Clare Cameron, Nature Mystic
Hidden Beauty of the Commonplace
by Philip Pegler
Changemaker Books 2013, 311 pp., £15.99, p/b.
Some readers may be familiar with the work of Clare Cameron (1896 – 1983), nature mystic, poet and long-time editor of the Science of Thought Review. This book, written and edited by a friend to whom she was also a mentor, charts her life interwoven with his own reflections on topics in which he also has a deep interest. Throughout, there are quotations from her works and extract from poems, including section at the end with more extensive original texts. Clare also had a close association with other well-known writers including Alan Watts and Christmas Humphreys – she was editor of a Buddhist magazine for some years. The author provides useful background and commentary on the many spiritual themes covered. As Jeff Foster observes in his foreword, Clare helps the reader discover how to be ordinary in an extraordinary way, hence the title of the book.

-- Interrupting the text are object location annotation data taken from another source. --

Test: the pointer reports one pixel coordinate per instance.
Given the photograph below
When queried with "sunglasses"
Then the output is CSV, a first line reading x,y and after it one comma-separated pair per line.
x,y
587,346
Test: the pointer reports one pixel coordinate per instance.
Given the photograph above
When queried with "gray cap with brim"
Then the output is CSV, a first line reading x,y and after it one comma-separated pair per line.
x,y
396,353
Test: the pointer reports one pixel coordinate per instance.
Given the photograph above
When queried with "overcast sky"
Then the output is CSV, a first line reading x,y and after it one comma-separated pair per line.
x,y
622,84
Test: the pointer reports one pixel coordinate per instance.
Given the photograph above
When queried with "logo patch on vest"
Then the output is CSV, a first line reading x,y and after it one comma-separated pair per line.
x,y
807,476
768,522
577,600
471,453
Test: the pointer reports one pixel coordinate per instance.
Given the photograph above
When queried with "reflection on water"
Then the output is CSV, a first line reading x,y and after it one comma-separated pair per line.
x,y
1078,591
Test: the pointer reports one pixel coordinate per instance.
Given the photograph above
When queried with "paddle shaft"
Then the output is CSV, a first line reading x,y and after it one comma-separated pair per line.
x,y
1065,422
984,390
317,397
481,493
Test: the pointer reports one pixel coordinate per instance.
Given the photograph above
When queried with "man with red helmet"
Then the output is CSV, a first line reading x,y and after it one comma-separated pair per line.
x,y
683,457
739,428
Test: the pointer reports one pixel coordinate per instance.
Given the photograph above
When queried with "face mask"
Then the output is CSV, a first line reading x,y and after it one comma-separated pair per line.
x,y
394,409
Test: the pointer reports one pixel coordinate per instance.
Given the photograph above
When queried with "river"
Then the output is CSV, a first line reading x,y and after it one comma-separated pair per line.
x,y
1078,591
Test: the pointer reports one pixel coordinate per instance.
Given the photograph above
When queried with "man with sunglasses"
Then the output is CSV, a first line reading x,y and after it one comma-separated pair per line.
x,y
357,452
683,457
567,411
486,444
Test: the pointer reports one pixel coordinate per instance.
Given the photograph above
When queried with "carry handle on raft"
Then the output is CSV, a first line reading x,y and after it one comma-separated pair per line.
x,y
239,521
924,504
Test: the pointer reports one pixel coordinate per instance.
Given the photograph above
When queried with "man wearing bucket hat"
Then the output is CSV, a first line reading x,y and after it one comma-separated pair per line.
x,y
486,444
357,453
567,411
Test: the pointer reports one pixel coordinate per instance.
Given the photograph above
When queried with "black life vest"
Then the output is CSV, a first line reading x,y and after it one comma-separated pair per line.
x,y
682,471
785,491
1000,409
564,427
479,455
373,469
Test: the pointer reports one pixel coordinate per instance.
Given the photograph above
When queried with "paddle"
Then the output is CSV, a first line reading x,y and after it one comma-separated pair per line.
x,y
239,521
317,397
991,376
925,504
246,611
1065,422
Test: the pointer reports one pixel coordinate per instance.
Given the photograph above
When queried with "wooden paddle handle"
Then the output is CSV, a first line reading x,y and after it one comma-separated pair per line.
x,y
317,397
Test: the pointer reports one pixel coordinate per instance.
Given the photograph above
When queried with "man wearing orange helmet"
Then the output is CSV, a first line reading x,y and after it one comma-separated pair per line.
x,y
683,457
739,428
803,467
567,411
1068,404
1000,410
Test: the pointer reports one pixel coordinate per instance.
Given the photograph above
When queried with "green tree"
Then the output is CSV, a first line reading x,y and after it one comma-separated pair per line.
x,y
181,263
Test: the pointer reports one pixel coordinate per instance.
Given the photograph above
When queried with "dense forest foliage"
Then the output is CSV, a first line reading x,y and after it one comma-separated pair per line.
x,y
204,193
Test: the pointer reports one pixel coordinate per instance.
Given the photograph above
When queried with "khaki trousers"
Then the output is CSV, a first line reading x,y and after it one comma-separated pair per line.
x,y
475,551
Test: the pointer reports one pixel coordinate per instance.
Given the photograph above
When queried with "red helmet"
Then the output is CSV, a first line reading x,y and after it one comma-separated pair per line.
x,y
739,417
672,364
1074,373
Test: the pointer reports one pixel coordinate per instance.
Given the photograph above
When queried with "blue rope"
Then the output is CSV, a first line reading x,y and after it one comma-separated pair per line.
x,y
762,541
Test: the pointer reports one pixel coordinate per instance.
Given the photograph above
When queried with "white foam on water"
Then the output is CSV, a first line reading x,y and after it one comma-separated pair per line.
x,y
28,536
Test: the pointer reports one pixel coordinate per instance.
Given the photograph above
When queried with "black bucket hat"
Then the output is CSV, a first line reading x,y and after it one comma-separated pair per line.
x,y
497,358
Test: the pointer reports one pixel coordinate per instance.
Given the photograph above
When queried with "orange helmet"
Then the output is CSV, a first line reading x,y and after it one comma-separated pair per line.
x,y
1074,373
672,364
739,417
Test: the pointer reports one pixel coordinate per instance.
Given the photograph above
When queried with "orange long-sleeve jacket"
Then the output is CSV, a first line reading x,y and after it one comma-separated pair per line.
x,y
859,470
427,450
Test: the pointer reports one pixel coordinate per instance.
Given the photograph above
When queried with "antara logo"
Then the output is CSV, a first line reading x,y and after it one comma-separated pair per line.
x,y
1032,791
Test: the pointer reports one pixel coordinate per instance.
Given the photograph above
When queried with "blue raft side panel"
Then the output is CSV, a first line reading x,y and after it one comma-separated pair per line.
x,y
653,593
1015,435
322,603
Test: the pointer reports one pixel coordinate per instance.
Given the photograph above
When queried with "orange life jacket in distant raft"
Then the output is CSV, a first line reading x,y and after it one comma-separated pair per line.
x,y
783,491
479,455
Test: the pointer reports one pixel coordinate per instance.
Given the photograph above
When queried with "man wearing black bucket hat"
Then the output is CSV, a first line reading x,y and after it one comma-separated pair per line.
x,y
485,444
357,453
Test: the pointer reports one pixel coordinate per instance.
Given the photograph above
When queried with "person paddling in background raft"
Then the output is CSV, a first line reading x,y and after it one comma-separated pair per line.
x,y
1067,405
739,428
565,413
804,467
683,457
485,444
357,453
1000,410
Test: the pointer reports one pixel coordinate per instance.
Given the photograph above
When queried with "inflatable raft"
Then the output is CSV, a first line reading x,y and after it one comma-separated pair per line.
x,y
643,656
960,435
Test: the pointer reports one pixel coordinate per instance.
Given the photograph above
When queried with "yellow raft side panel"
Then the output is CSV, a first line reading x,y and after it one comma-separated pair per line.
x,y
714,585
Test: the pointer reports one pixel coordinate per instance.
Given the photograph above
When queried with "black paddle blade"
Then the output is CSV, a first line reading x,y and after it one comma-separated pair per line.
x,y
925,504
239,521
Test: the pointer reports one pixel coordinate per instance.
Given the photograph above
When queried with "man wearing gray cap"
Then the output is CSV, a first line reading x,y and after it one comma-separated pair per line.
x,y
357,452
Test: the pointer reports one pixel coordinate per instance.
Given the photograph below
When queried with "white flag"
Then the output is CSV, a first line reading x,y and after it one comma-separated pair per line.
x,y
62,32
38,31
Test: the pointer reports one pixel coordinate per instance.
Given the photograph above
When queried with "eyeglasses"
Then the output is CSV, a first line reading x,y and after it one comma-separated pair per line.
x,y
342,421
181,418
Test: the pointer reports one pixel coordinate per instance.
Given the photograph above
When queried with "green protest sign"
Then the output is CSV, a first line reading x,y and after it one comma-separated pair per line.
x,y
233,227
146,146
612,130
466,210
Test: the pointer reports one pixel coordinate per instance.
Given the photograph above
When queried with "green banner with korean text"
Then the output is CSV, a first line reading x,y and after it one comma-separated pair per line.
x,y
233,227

The freedom referred to in the subtitle is not an escape, but rather an embrace our humanity and its ambivalent experiences that take on a new meaning when we live from the centre of ourselves. We all share this same ground of being and can occasionally apprehend its oneness. As she puts it herself, ‘the hallmarks of greatness have always been simplicity, modesty, fearlessness – being natural or true to oneself.’ She reflects on the visit of clergyman when she was a young girl, which enabled her to realise the comparative unimportance of what people say and do and the importance of what they are. I was also struck by her love of Brother Lawrence, the 17th-century monk who wrote about the practice of the presence of God. She herself writes: ‘Be true. Be simple. Stop running hither and thither and be still, so that all action is then harmonious, flowing, rhythmic and integral.’ This message is all the more timely 30 years after her death and the book provides a refreshing perspective on the complexities and bustle of modern life.